牀上頓時多出一片火紅,在陽光的輝映下,讓她的臉,也帶上了一層紅暈。
“女神在上,這難道就是人類社會中,傳說中的科科棉織的布做的?好軟呢。”
隨手拿起一件奇奇怪怪的衣服,她仔細的撫摸着料子,驚訝的瞪大了眼睛。
面料細軟,而且即透氣又吸汗,比妖精族當年傳給人類的麻布製作技術,要優秀很多。
“人族的進步很大哦,”伊斯利爾眨了眨眼睛,然後又皺着小鼻子說道,“嗚……,以後不能說這樣的話了哦。阿爹也是人類呢,所以我應該是半妖精哎。但是爲什麼我的純妖精血脈沒有被影響呢,好奇怪。”
“伊斯利爾小姐……,那套裙子,您自己是穿不好的,請允許我幫忙。”
門外又傳來三兒的聲音,但是客氣了很多,說話聲也是甜甜的。
不過語氣中卻透着一股不真實的感覺,聽起來,很假。這些細微之處,在妖精的耳中變得異常明顯。
“進來吧,美麗的三兒。”伊斯利爾看着一牀的大小衣服,無奈的翻了個白眼。
她的嘴脣不僅彎了彎。
門輕輕的打開,三兒笑着走了進來。“伊斯利爾小姐,剛纔我不懂事,惹您生氣了,希望您可以原諒。”
“都過去了,以後叫我伊斯利爾就可以了,我們年齡相差無幾,尊稱就免了吧。”伊斯利爾向三兒招了招手,然後揚了揚手裏的衣服,“這個是什麼?”
小小的衣服,好似被連在一起的兩個大花瓣,花瓣的花尖向上,並連着。左右各出一個細細的紅帶子,每條帶子上,再分一條帶子,被縫在帶子邊緣,形成了一個拱門型。
“哦……,這個啊。”三兒的眼睛一亮,轉身看了看門外,然後關上門並上了門栓。
“呃……”伊斯利爾看着她的樣子,突然有一種不好的感覺,“你想幹嘛,我對女人沒興趣的哦。”
說着她把手裏的奇怪東西扔到牀上,揮了揮小拳頭。
“呵呵……,這還是剛剛面不改色和我那兇阿爹談條件的大美人嗎?現在怎麼變的這麼可愛了哦。”三兒笑着走到牀前,拿起了那件衣服,然後在胸前比了比。
“這可是今年南方女兒國最流行的寶貝,叫胸衣。是我花大價錢弄來的呢,你先試試,如果合適,我那裏還有。”
“啊?是,是戴那裏的?我還以爲是矇眼睛的。”伊斯利爾臉紅紅的吐了吐舌頭。
“矇眼睛?”三兒憋着笑意搖了搖頭,然後走上前,一邊解釋着,一邊幫伊斯利爾穿起了衣裙。
裏面的白色貼身衣褲當然無需再換。
外面一身紅色的長裙,腰以下被束在腰上的金屬絲做的網撐了起來,看起來好像一個大大的蘑菇傘。
上身短袖貼身,胸前的領子開的很低,露着胸胸的上面一點點。雖然裏面有胸衣遮着,但兩團高聳的美好,還是呼之慾出。因爲敗家的胸衣,只包住了一多半。
被三兒服飾着,在戴上一對兒紅色的鏤空長手套,並將黑色的長髮盤起,在頭後偏右側梳了個髮髻,套上滿是一顆顆小水晶的黑髮網後。

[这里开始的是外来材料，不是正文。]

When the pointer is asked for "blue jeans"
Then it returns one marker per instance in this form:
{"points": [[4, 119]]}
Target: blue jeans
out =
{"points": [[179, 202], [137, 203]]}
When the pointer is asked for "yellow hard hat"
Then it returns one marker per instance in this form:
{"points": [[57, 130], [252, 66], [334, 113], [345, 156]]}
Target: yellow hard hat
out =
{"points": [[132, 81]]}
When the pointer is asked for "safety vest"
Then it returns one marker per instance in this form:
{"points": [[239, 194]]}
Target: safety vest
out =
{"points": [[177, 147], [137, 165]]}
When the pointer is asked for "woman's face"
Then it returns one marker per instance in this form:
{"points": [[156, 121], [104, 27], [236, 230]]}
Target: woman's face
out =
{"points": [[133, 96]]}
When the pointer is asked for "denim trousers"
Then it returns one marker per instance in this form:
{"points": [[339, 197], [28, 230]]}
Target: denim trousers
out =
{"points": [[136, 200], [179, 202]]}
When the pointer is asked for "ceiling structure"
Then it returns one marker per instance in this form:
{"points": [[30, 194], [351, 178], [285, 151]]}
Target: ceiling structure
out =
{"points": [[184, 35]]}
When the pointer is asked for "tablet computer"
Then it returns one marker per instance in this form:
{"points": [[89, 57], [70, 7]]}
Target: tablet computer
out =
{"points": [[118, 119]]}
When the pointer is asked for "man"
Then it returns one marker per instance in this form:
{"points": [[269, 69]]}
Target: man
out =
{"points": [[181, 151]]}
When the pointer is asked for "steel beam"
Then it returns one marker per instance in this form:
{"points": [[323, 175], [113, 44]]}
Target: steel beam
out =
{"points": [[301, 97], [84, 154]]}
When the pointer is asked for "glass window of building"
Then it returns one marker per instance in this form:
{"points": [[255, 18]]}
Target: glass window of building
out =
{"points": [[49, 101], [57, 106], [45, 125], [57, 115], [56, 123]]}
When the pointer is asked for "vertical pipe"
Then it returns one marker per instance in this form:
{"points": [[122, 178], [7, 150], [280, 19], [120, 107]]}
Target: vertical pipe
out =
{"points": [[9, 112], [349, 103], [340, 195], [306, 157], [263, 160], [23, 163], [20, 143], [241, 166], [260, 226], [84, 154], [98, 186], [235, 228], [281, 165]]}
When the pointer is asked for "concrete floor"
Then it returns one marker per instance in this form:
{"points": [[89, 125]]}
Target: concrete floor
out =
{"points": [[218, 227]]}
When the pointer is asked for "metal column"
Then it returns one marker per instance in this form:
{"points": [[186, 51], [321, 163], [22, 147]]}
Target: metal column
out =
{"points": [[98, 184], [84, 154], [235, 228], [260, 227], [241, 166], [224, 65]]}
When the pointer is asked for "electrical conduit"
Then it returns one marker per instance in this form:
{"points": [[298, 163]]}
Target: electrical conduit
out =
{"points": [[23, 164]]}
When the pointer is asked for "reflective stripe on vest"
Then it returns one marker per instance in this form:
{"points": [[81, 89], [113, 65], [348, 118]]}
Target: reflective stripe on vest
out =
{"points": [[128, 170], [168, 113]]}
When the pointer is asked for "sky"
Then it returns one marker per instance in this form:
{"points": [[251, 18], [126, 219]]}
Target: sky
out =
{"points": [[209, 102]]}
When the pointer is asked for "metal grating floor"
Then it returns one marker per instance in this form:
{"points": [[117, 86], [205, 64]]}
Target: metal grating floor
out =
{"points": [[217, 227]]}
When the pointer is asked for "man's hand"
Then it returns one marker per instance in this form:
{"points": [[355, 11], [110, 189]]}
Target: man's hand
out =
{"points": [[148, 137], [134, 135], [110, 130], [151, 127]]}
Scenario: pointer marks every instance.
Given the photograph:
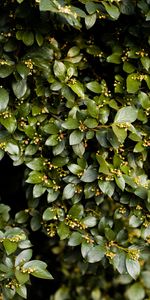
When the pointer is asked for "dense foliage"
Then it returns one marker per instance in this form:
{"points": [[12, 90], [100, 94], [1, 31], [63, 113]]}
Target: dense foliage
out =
{"points": [[74, 110]]}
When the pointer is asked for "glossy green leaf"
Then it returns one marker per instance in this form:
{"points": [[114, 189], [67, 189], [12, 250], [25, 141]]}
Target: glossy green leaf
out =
{"points": [[76, 137], [112, 10], [136, 290], [4, 99], [75, 239], [96, 253], [133, 83], [59, 69], [133, 267], [126, 114], [90, 20]]}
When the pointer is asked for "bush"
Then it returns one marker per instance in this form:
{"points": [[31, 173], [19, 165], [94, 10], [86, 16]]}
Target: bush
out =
{"points": [[74, 110]]}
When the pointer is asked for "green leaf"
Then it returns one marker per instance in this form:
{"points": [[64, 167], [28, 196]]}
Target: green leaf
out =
{"points": [[25, 255], [91, 123], [39, 39], [37, 164], [133, 84], [78, 88], [96, 253], [75, 169], [71, 123], [46, 5], [12, 148], [145, 279], [49, 214], [21, 216], [133, 267], [22, 291], [52, 140], [4, 99], [112, 10], [89, 175], [75, 239], [144, 100], [68, 191], [104, 166], [134, 221], [9, 123], [10, 247], [79, 149], [120, 133], [23, 70], [51, 128], [126, 114], [90, 221], [38, 190], [73, 51], [19, 88], [90, 20], [145, 62], [21, 277], [34, 177], [76, 137], [76, 211], [62, 293], [39, 269], [106, 187], [120, 182], [59, 70], [28, 38], [92, 108], [52, 195], [63, 231], [135, 291], [114, 58], [128, 68], [6, 70]]}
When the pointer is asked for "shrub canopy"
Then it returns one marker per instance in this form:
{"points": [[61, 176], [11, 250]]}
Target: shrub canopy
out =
{"points": [[74, 109]]}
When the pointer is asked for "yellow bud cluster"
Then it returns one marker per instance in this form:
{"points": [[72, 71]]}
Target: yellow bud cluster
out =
{"points": [[74, 223]]}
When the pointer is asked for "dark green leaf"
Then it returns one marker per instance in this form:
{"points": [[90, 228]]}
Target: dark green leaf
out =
{"points": [[4, 99]]}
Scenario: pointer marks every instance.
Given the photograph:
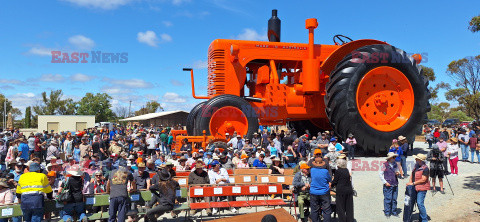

伊斯利爾眨眼間,從一個鄉下的土丫頭,搖身一變成了比公主還公主的美人。
“哇……,我現在總算知道我那兩個哥哥,爲什麼爲了你魂不守舍了,你真的是人嗎?”三兒瞪着大大的眼睛,上上下下的看着,眼裏是滿滿的嫉妒。
“爲我?你就別逗了,我可不是人……。”伊斯利爾做了個鬼臉,開心的笑着,在大落地窗前轉了幾個圈兒。
她的聲音如鈴鐺脆響,泉水叮咚。她的身影,如在空中盛開的紅玫瑰。
“好美,她真的不是人哎,人怎麼可能會這麼美。她就是個妖精,天生勾、引男人的妖精。”三兒在旁邊,嘴裏不住的嘀咕着,然後看了看自己的手,失望但嘆了口氣。
“妖精?也許我真是妖精哦。”伊斯利爾突然停了下來,笑眯眯的看着三兒,兩手向兩側伸開,然後彎腿低身,行了一個淑女禮。
“噢……,我的神啊。你就別打擊我了,快告訴我,你的皮膚是怎麼保養的,怎麼會那麼好哦。還有,還有,你的嗓音,平時是因爲在鄉下嗎?你有沒有喝什麼特別的東西?”三兒假裝暈了暈,然後拉着伊斯利爾就是一陣狂轟濫炸。
“嗯,三兒,你也知道,這些對於我們女孩子,可是很重要的哦,而且,這可以能賺大錢的噢。”伊斯利爾眨了眨眼睛,收起了笑容,臉上是從沒有過的平靜。
她平靜的好像一潭湖水中的睡蓮,整個人透着一種空靈。
“性格多變,飄忽不定,真是高深藏不露的丫頭呢。”三兒臉上的笑容也慢慢的收了起來,心裏一邊想着,一邊行了一禮。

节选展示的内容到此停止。